Style transfer is the task of rewriting an input sentence into a target style while approximately preserving its content. While most prior literature assumes access to large style-labelled corpora, recent work (Riley et al. 2021) has attempted "few-shot" style transfer using only 3-10 sentences at inference for extracting the target style. In this work we consider one such low resource setting where no datasets are available: style transfer for Indian languages. We find that existing few-shot methods perform this task poorly, with a strong tendency to copy inputs verbatim. We push the state-of-the-art for few-shot style transfer with a new method modeling the stylistic difference between paraphrases. When compared to prior work using automatic and human evaluations, our model achieves 2-3x better performance and output diversity in formality transfer and code-mixing addition across five Indian languages. Moreover, our method is better able to control the amount of style transfer using an input scalar knob.

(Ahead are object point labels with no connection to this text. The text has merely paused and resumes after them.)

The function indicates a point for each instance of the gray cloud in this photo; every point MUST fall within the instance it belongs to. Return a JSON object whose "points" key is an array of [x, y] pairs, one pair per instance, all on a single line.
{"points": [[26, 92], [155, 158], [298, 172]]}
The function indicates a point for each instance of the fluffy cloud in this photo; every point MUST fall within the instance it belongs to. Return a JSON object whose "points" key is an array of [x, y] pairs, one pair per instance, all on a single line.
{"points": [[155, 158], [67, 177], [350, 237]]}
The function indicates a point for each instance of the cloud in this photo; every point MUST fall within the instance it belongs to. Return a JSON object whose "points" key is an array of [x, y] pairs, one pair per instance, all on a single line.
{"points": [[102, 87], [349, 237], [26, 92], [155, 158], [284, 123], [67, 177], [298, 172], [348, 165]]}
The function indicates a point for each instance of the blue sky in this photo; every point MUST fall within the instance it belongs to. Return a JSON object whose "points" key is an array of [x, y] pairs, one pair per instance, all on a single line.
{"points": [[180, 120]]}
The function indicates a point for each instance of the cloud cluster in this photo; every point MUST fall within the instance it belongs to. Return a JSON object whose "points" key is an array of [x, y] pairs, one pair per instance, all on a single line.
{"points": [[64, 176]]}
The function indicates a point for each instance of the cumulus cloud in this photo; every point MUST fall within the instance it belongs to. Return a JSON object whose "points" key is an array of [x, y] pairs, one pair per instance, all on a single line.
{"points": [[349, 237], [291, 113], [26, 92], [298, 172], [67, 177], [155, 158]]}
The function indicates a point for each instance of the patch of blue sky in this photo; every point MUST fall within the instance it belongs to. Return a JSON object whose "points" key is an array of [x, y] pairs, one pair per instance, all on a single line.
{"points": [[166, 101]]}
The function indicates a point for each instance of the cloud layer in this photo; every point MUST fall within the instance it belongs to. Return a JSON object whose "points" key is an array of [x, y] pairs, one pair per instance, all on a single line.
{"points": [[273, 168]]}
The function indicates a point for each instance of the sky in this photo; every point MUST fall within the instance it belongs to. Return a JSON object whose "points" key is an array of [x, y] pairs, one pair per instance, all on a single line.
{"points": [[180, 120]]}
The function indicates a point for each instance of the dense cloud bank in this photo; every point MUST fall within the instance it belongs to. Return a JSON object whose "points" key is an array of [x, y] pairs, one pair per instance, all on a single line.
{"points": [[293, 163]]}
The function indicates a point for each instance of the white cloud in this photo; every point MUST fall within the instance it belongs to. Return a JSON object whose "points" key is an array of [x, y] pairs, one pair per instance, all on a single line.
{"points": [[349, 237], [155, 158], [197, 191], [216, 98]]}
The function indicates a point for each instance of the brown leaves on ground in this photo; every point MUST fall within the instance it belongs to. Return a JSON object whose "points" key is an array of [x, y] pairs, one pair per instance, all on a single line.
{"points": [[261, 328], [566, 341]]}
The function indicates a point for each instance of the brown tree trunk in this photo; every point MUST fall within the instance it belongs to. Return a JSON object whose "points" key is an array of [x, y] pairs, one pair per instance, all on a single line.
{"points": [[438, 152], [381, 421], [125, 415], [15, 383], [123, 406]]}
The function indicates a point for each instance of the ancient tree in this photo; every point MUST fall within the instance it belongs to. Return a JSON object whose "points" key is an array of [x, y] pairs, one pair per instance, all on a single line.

We report promising qualitative results for several attribute transfer directions, including sentiment transfer, text simplification, gender neutralization and text anonymization, all without retraining the model. Finally we found model evaluation to be difficult due to the lack of evaluation datasets and metrics for Indian languages. To facilitate further research in formality transfer for Indic languages, we crowdsource annotations for 4000 sentence pairs in four languages, and use this dataset to design our automatic evaluation suite.